3. Did the president speak candidly about the conflict and the rocky road the coalition has traveled thus far? No administration likes to dwell publicly on its own missteps and every president seeks to exaggerate the quality of his successes. Thus, the president can perhaps be forgiven the occasional rhetorical flourish, such as this one in Saturday’s radio address: "So make no mistake, because we acted quickly, a humanitarian catastrophe has been avoided " Well, yes, if one ignores the weeks during which the administration spoke out against military involvement and frustrated European allies who were pushing for a more forceful response, then one could say "we acted quickly." Perhaps one could say that the administration did a quick U-turn within a week’s time. But a more honest and candid account of the Libya saga would acknowledge that the administration struggled to find its way. Such candor could also extend to the way the administration talks about how multilateral the mission is. Our allies are indeed making important contributions, but as FP‘s Josh Rogin documents here, so far this is a smaller "coalition of the willing" than any major military operation since the end of the Cold War. The president can rightly tout the Arab League vote and Qatar’s token air contribution, but in doing so he should also signal that he is aware that Arab League members have decried the way the United States has interpreted the mission. I do not expect the president to engage in Maoist self-criticism, but the Bush Administration learned a painful lesson that it is better to under-claim than over-claim. So far, the media have largely given the Obama administration a free pass on over-claiming but if events on the ground unravel, the media indulgence could end abruptly. Rather than recycle the radio address language, President Obama would be better served delivering new text that breathes the fresh air of candor into the public discussion.
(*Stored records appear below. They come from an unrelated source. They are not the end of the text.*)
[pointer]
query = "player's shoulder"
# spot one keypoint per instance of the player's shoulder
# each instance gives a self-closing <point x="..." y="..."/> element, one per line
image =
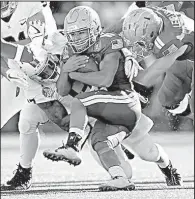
<point x="30" y="8"/>
<point x="66" y="53"/>
<point x="109" y="42"/>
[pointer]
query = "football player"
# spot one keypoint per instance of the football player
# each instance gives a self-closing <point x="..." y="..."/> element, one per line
<point x="51" y="109"/>
<point x="15" y="19"/>
<point x="85" y="38"/>
<point x="166" y="33"/>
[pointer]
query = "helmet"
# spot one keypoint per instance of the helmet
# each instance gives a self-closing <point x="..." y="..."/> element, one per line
<point x="82" y="27"/>
<point x="7" y="8"/>
<point x="46" y="71"/>
<point x="141" y="26"/>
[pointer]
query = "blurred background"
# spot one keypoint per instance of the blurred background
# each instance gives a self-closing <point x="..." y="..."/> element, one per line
<point x="109" y="12"/>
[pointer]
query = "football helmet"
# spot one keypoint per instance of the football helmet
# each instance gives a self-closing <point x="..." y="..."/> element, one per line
<point x="82" y="27"/>
<point x="8" y="8"/>
<point x="47" y="71"/>
<point x="141" y="26"/>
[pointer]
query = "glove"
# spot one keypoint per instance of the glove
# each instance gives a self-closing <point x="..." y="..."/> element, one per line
<point x="132" y="67"/>
<point x="36" y="32"/>
<point x="18" y="78"/>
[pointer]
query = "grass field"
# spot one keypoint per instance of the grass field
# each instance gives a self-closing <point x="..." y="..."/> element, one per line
<point x="53" y="180"/>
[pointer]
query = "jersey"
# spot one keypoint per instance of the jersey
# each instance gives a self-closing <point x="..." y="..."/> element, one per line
<point x="177" y="30"/>
<point x="109" y="43"/>
<point x="16" y="28"/>
<point x="186" y="7"/>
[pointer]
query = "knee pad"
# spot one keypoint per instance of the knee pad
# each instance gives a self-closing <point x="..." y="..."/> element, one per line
<point x="106" y="154"/>
<point x="27" y="127"/>
<point x="102" y="147"/>
<point x="146" y="149"/>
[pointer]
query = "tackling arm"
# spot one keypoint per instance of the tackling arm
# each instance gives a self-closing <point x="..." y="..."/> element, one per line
<point x="102" y="78"/>
<point x="16" y="52"/>
<point x="160" y="66"/>
<point x="63" y="84"/>
<point x="4" y="67"/>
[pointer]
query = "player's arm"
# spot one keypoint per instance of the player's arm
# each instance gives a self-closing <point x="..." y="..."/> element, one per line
<point x="148" y="76"/>
<point x="17" y="52"/>
<point x="4" y="67"/>
<point x="73" y="63"/>
<point x="63" y="84"/>
<point x="104" y="77"/>
<point x="116" y="27"/>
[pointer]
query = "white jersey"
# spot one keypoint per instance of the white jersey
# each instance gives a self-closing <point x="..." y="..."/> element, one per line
<point x="16" y="28"/>
<point x="40" y="92"/>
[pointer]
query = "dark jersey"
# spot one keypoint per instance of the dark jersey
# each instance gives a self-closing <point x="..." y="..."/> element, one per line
<point x="107" y="43"/>
<point x="177" y="30"/>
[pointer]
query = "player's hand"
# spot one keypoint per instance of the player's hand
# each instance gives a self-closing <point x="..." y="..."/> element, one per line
<point x="36" y="29"/>
<point x="74" y="63"/>
<point x="132" y="67"/>
<point x="17" y="77"/>
<point x="36" y="33"/>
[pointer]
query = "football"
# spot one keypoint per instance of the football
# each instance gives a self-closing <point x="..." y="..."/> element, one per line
<point x="91" y="66"/>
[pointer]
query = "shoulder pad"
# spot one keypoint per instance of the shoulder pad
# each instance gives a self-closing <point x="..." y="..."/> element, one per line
<point x="111" y="42"/>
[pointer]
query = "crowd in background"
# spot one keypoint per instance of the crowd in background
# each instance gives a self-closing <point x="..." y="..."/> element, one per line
<point x="109" y="12"/>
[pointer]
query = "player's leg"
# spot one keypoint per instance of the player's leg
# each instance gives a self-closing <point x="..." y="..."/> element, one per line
<point x="143" y="145"/>
<point x="30" y="118"/>
<point x="115" y="108"/>
<point x="12" y="100"/>
<point x="105" y="140"/>
<point x="192" y="94"/>
<point x="176" y="84"/>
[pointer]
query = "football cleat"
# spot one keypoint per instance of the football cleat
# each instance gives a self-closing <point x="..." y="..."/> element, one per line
<point x="20" y="181"/>
<point x="68" y="153"/>
<point x="116" y="184"/>
<point x="63" y="153"/>
<point x="172" y="177"/>
<point x="129" y="155"/>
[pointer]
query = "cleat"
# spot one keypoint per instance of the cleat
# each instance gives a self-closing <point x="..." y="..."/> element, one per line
<point x="129" y="155"/>
<point x="68" y="153"/>
<point x="172" y="177"/>
<point x="116" y="184"/>
<point x="20" y="181"/>
<point x="63" y="153"/>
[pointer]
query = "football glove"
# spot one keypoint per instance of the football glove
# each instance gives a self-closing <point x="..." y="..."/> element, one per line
<point x="18" y="77"/>
<point x="36" y="32"/>
<point x="132" y="67"/>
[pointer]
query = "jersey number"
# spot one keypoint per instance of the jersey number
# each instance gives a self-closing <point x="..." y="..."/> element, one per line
<point x="21" y="36"/>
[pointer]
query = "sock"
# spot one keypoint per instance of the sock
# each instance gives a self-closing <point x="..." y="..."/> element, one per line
<point x="78" y="118"/>
<point x="163" y="160"/>
<point x="29" y="144"/>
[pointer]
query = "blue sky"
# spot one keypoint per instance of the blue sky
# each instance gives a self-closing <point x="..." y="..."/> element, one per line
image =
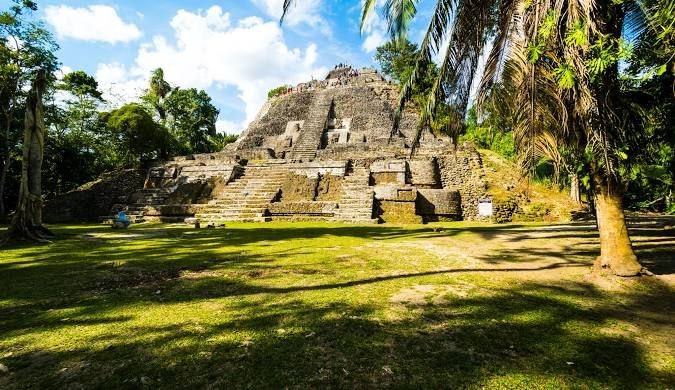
<point x="234" y="49"/>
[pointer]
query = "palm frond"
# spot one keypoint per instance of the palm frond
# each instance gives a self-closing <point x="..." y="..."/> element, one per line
<point x="433" y="38"/>
<point x="398" y="14"/>
<point x="472" y="22"/>
<point x="368" y="8"/>
<point x="286" y="7"/>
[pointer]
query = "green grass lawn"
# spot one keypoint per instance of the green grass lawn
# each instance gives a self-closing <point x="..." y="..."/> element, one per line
<point x="310" y="305"/>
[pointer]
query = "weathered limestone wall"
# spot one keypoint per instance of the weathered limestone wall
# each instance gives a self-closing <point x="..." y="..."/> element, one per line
<point x="94" y="199"/>
<point x="282" y="110"/>
<point x="439" y="205"/>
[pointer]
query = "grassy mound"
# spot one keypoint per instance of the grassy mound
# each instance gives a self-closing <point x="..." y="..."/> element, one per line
<point x="536" y="201"/>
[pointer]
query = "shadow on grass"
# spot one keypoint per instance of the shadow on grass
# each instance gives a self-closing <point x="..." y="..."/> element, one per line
<point x="526" y="335"/>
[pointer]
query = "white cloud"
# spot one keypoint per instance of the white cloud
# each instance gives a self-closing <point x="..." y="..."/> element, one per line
<point x="211" y="50"/>
<point x="375" y="30"/>
<point x="118" y="85"/>
<point x="374" y="40"/>
<point x="98" y="23"/>
<point x="301" y="12"/>
<point x="230" y="127"/>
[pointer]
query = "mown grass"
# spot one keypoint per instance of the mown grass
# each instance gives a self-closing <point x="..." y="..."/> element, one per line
<point x="310" y="305"/>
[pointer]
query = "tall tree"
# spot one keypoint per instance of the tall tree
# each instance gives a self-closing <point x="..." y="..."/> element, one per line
<point x="74" y="148"/>
<point x="137" y="136"/>
<point x="192" y="119"/>
<point x="159" y="89"/>
<point x="27" y="220"/>
<point x="26" y="48"/>
<point x="569" y="50"/>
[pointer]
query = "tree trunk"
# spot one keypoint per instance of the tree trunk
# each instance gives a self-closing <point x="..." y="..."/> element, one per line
<point x="575" y="188"/>
<point x="27" y="220"/>
<point x="616" y="249"/>
<point x="4" y="170"/>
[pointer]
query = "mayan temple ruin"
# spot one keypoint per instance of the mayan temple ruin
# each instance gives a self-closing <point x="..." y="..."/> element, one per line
<point x="320" y="151"/>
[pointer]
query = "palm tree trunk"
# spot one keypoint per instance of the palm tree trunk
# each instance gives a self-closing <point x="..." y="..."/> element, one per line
<point x="575" y="188"/>
<point x="616" y="249"/>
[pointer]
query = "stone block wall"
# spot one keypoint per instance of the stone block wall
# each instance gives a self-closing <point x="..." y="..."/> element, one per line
<point x="273" y="120"/>
<point x="94" y="199"/>
<point x="462" y="170"/>
<point x="435" y="204"/>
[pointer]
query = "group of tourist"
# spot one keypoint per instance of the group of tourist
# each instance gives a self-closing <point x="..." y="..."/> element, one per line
<point x="341" y="80"/>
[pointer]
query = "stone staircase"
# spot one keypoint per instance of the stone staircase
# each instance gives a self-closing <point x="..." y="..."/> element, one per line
<point x="247" y="198"/>
<point x="357" y="198"/>
<point x="310" y="138"/>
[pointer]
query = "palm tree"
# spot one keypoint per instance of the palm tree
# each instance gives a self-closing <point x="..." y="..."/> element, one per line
<point x="562" y="55"/>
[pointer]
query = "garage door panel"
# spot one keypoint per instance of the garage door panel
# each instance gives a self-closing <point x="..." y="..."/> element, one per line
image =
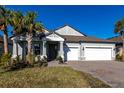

4. Where is his gut? When it comes to authorizing kinetic operations, Obama has been rather forceful — surprisingly so for a Nobel Peace Prize winner. He has authorized many more drone strikes on Pakistani and Yemeni territory than Bush ever did. He rejected his own campaign rhetoric and authorized the continuation of the Bush plan in Iraq. His two surges in Afghanistan were comparable to Bush’s Iraq surge in absolute numbers and considerably greater in proportional terms. If war were only about kinetic action, he would be one of the most martial of presidents since the Vietnam War. But, of course, war is much more than simply ordering men and women into battle. It is also about leading a country in the conflict and demonstrating resolve in the face of adversity. It is on these dimensions that Obama has been among the least-martial of presidents since the Vietnam War. Obama’s defenders have suggested that it is unfair to assess him on wars he merely inherited (the GWOT, Afghanistan, and Iraq). Very well. This is a war that he started. Let us listen to what the speech tells us about his commitment to this enterprise. Did the president demonstrate that he will do more to mobilize public and congressional support for the Libya mission than he has done to mobilize support for the Afghan and Iraq missions?

Peter D. Feaver is a professor of political science and public policy at Duke University, where he directs the Program in American Grand Strategy.